Green turtle – Fifth Lane
Anyone remember Spirograph?

Blacks Beach

Our caravan site was located right beside Blacks Beach – a deserted, sweeping, shallow bay with cliffs rising to the north, black volcanic rocks running down to the surf and some impressive cliff-top properties looking out over the Coral Sea.

Volcanic rocks – Blacks Beach

Towards the south along the beach is a prominent water tower sitting on top of Slade Point. A closer look shows it hasn’t escaped the artist’s brush. Featuring several enormous humpback whales wrapped around the supporting base and another breaching under a pink sunset sky as a red tailed black cockatoo watches on.

Completed during 2019 by artists Scott Nagy and Cara Sanders (aka Owlet), the mural depicts the Humpback whale’s northward migration along the coast between June and August.

It is a very worthwhile short drive out of town but be courteous and bear in mind the local residents whose properties sit astride the tower and have to contend with all the visitors wanting a closer look. The road is sign posted as ‘Local Traffic Only’ presumably, and understandably, at the request of the affected residents. Access ends at the foot of the tower forming a turning circle with little space to park. From here a short walk makes its way down to a quiet but quite rocky beach.

Mackay Water Tower

Just a couple of hundred metres along the coastal road is Lamberts Lookout, which is a popular spot for whale watching during the migration season. Binoculars have thoughtfully been provided to bring the whales and the outlying Cumberland Islands closer in to view. There are onsite parking facilities available but on the busy day we visited none were free.

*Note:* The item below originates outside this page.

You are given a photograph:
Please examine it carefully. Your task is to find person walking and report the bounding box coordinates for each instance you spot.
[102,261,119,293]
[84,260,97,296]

Safety is a priority… for some it seems

Travelling along the worsening state of the road known as the Bruce Highway is no fun – especially towing a large caravan. Always eager to get past caravans in the most dangerous places on the highway, and no doubt adding to the dreadful carnage this road is unfortunately known for, locals and tradies sit right on the back of your caravan constantly weaving in and out of view desperate to get a break in the oncoming traffic. Then, at an overtaking section, they’ll crawl past forcing you to brake hard as the merge point approaches. Just brainless, selfish idiots with no care for anyone else’s safety. Admittedly there are more than a few caravaners driving dangerously slow on the highway causing frustration and long tailbacks. These are the folks giving other caravan drivers a bad name.

Roger, copy that

Something all slower traffic should do, where safe, is to use the UHF radio to advise those behind that you’ll ease-off at the next overtaking section to let them pass safely. Usually you’ll receive an ‘Okay mate’, or, on occasion, nothing at all. Following behind us on our way south was a coach and a large Linfox truck and trailer. Being a considerate driver I put out a call to say I’ll ease-off shortly to let both vehicles pass. However, the driver of the coach responded, “no mate, you’re okay, you’re keeping up a good speed. Happy to follow behind”. Was that a compliment? Well that began an interesting conversation as we started to form a small convoy. Shortly after the Linfox truckie joined in and for many, many kilometres we chatted between the three of us, all very pleasant and lighthearted. Now ‘truckies’ tend to communicate in profanities interspersed with the occasional helpful warning of ‘slow traffic ahead’ or ‘cow on the road’… or both. And, admittedly the truckie did regularly drop the ‘F-bomb’… a lot actually, but it was enlightening to know more about what life on the road is really like from some of our country’s long distance drivers.

Eventually, though, it was time for us to part company as we left the Bruce Highway heading towards Mackay and exchanged thanks, ‘safe travels ahead’ and gave each other a friendly wave. It certainly made the long drive far more pleasant… and entertaining too.

Next stop Yeppoon as we continue our journey south.